# Shadow Report: Really, Really Thin TVs



## Stuart Sweet (Jun 19, 2006)

A big feature of CES' many TV manufacturer booths is the really, really thin TV. LG showed a .85mm thin TV, and Panasonic had a production-ready HDTV that was also about 5mm thick. 

Movies attached, use Quicktime to view.


----------



## Stuart Sweet (Jun 19, 2006)

I had to zip the movies because the file format is not recognized by vBulletin... sorry.


----------



## SDizzle (Jan 1, 2007)

WOW!


----------



## SDizzle (Jan 1, 2007)

Can it be mounted to the wall? That thin, is there enough depth to run a screw into a mounting bracket


----------



## D*HR-20 (Jan 7, 2007)

They seem to be moving towards a point where you would put your TV on the wall like wallpaper.


----------



## BattleZone (Nov 13, 2007)

D*HR-20 said:


> They seem to be moving towards a point where you would put your TV on the wall like wallpaper.

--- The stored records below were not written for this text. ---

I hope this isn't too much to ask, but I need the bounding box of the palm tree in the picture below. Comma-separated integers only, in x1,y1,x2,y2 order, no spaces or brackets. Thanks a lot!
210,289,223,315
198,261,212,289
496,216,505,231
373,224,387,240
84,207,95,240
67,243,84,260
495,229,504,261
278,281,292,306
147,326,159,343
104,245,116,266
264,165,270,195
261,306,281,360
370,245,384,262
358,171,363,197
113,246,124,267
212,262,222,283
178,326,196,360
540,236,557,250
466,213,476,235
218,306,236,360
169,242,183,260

At some point in the not-to-distant future, you'll be able to do exactly that by applying an OLED film to the wall. It will be on a roll of plastic a little thinner than a credit card, and will be simply glued to the wall. Sony has already demonstrated examples.

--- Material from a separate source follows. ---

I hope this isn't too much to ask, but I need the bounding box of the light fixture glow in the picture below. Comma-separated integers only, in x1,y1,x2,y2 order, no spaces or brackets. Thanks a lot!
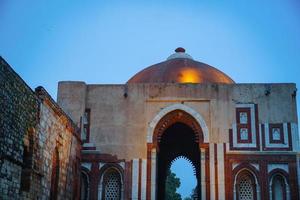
179,68,201,83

Some video of some older, early examples:


----------



## Draconis (Mar 16, 2007)

I'd be afraid that someone would accidentally snap them in half.


----------



## Scott Corbett (Jan 27, 2006)

Stuart Sweet said:


> LG showed a .85mm thin TV.


Is it really about 1/30 of an inch thick or is 0.85mm a typo?


----------



## hdtvfan0001 (Jul 28, 2004)

I saw the one thin TV at the CES that was called a "Mirror TV"...

It was kinda like the top half was a TV that looked like a sheet of glass perhaps 1/2" thick, which you could hang anywhere....

Also got a demo on another 1" thick LCD HDTV.

Those CES prototype thingys sure are neat....


----------